В день, когда забрали отца, Вилки вернулись вечером незадолго до наступления комендантского часа и увидели меня под дверью. Я провел с ними всего одну ночь, а потом они сбагрили меня под своей фамилией Путекам. Болеслав Путек работал швейцаром, и здание, за которым он смотрел, вполне подходило для того, чтобы в нем скрываться. Ну кому пришло бы в голову искать маленького беженца из гетто в доме, реквизированном для немецких офицеров и их семей?
Впервые, уже в роли Романа Вилка, я ощутил вкус свободы, когда проехался на трамвае № 1 вдоль Плантов. Я и до войны ездил на нем с родителями, но Метек показал мне, что значит ездить по-настоящему. Нельзя было садиться в переднюю часть вагона — там ездили немцы.

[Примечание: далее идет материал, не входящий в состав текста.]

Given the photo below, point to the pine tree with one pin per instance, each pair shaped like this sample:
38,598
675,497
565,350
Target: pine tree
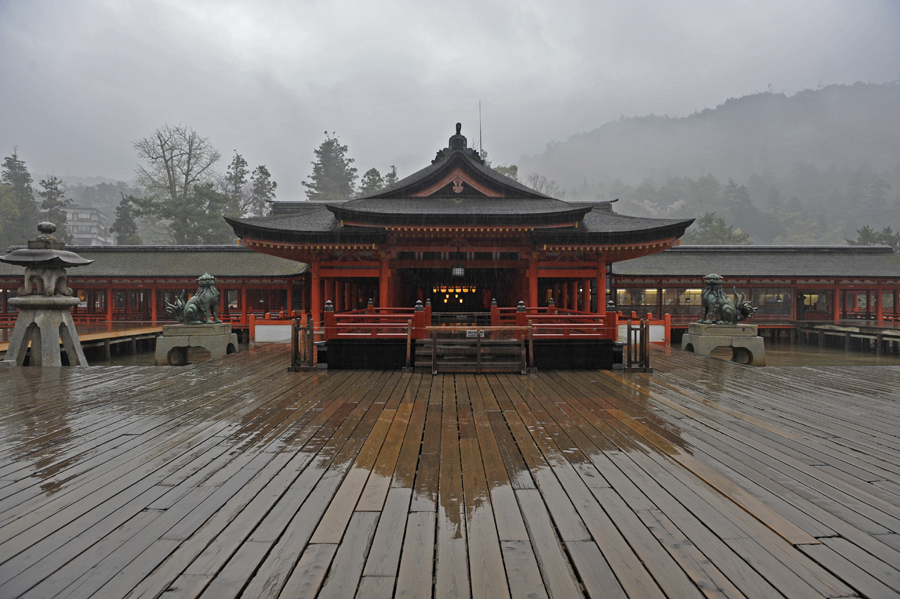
177,178
125,226
371,182
54,206
262,191
19,213
234,181
332,178
391,177
710,229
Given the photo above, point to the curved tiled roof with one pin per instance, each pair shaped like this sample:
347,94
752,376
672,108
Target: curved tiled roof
221,261
844,261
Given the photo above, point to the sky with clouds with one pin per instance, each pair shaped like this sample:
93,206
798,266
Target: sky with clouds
81,80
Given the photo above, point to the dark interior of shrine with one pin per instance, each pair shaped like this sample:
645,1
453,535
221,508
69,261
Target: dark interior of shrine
471,292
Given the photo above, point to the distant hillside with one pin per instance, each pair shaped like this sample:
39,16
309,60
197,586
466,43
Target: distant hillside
838,125
809,168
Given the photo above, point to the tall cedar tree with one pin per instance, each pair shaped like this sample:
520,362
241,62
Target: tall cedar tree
54,206
262,192
125,226
332,178
177,177
371,182
710,229
19,213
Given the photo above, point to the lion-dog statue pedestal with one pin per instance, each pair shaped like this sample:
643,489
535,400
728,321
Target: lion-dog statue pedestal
747,347
720,326
44,303
201,327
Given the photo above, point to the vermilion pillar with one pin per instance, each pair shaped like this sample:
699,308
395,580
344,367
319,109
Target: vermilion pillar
384,275
879,311
837,303
601,288
315,293
586,295
532,284
338,295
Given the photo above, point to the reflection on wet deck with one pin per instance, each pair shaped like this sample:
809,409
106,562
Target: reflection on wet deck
235,478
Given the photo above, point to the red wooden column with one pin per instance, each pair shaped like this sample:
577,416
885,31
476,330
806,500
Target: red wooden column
338,295
879,310
315,293
836,303
532,283
109,303
601,288
384,275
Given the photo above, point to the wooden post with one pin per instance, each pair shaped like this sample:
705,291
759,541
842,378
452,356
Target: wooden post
409,345
586,295
315,294
384,275
532,283
433,352
531,343
419,320
879,310
601,288
478,334
329,321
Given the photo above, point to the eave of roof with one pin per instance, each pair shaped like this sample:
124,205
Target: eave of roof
748,261
191,261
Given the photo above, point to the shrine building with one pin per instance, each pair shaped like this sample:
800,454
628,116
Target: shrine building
458,235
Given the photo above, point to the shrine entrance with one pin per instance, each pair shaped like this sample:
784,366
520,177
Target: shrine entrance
471,292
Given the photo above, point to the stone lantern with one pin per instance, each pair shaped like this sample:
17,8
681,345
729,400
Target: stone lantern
44,303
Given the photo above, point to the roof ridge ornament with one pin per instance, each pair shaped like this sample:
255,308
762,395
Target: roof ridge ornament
458,143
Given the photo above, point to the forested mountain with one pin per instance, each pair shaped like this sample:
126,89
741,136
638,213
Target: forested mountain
808,168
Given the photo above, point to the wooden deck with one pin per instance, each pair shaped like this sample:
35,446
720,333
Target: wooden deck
235,478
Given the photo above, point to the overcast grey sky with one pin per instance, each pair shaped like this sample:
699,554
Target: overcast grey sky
80,80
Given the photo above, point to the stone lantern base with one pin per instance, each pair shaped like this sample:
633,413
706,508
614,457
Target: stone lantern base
44,321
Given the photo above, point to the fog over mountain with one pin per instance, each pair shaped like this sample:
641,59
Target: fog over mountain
814,166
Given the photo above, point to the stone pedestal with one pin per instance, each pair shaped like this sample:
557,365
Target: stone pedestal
172,345
44,320
747,346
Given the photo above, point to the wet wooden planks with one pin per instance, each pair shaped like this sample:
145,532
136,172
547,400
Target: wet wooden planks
236,478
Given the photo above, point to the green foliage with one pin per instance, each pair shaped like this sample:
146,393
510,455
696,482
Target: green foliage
125,227
234,181
542,184
54,206
177,178
511,171
391,177
333,177
19,213
710,229
244,200
370,183
868,236
262,192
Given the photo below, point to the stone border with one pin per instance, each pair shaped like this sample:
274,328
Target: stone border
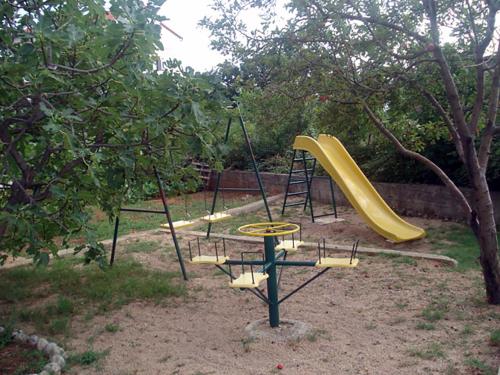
57,355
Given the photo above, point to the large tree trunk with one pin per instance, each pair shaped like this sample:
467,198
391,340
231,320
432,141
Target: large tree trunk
486,234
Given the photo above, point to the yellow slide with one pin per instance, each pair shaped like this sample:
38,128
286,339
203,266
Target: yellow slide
335,159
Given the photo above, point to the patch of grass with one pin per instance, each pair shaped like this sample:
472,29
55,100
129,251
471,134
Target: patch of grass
425,326
34,361
86,358
457,242
432,351
78,288
495,337
467,330
58,326
111,327
479,365
142,247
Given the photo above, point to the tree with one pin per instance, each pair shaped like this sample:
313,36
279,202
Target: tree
371,54
83,114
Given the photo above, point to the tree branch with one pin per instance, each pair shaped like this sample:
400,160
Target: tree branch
112,62
414,155
491,128
447,120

А задаром лучше всего было кататься снаружи на сцепках и спрыгивать, не доезжая до следующей остановки.
Сумма, которую отец заплатил Вилкам, давала мне право на получение от них карман-
ных денег. Большую часть я тратил на кино, но билеты были настолько дешевы, что хватало на много фильмов. Я смотрел все подряд, от оперетты до любовных драм. [...] Метек присоединялся ко мне отчасти потому, что ему нечем было заняться, а отчасти, чтобы уберечь меня от беды. Когда он был в школе, я бродил сам по себе. Когда деньги кончались, я просто глазел на фотографии в фойе. В особенности меня завораживала одна актриса — изящная блондинка по имени Марика Рёкк. Я мечтал когда-нибудь обвенчаться с ней, но приходил в ужас от того, что скажет отец, узнав, что сын женится на ненавистной немке. Потом я выяснил, что она венгерка. Так что зря я беспокоился.
[...] Кино превратилось в настоящую страсть. Меня завораживало все, что имело хоть какое-то отношение к нему, а не только сами фильмы. Я обожал светящийся прямоугольник экрана, луч света, разрезавший темноту от будки механика до экрана, таинственную синхронизацию звука и изображения, даже запах пыльных откидных мест. Но более всего меня волновала сама механика кино.